Concurrent programming has been around for quite some time (almost half a century), but it was mostly accessible to the highest ranks of the programming priesthood. This changed when, in the 2000s, concurrency entered prime time, prodded by the ubiquity of multicore processors. The industry can no longer afford to pay for hand-crafted hand-debugged concurrent solutions. The search is on for programming paradigms that lead to high productivity and reliability.

Recently DARPA created its HPCS, High Productivity Computing Systems, program (notice the stress on productivity), and is funding research that lead to, among other things, the development of new programming languages that support concurrency. I had a peek at those languages and saw some very interesting developments which I’d like to share with you. But first let me give you some perspective on the current state of concurrency.

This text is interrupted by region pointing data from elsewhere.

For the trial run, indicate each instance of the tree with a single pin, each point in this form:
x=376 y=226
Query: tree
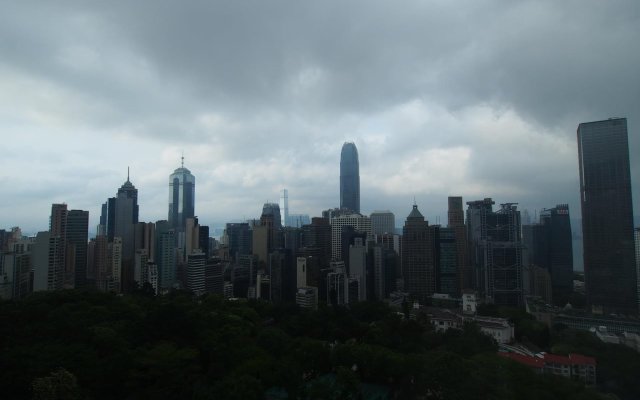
x=58 y=385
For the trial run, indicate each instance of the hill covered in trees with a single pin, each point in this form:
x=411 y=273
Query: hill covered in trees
x=74 y=344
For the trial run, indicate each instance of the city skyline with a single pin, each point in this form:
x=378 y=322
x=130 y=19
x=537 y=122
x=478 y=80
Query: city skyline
x=89 y=91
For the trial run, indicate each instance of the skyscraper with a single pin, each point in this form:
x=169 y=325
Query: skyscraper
x=284 y=207
x=182 y=193
x=607 y=216
x=417 y=257
x=77 y=237
x=349 y=178
x=559 y=251
x=495 y=241
x=383 y=222
x=455 y=220
x=126 y=216
x=57 y=247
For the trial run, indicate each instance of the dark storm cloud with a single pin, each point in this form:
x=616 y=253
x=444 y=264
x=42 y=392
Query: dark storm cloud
x=472 y=98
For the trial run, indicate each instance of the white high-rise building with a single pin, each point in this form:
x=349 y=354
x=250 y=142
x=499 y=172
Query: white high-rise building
x=359 y=222
x=383 y=222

Latency vs. Parallel Performance

We are living in the world of multicores and our biggest challenge is to make use of parallelism to speed up the execution of programs. As Herb Sutter famously observed, we can no longer count on the speed of processors increasing exponentially. If we want our programs to run faster we have to find ways to take advantage of the exponential increase in the number of available processors.

Even before multicores, concurrency had been widely used to reduce latencies and to take advantage of the parallelism of some peripherals (e.g., disks). Low latency is particularly important in server architectures, where you can’t wait for the completion of one request before you pick up the next one.

Initially, the same approach that was used to reduce latency–creating threads and using message-passing to communicate between them–has been used to improve parallel performance. It worked, but it turned out to be extremely tedious as a programming paradigm.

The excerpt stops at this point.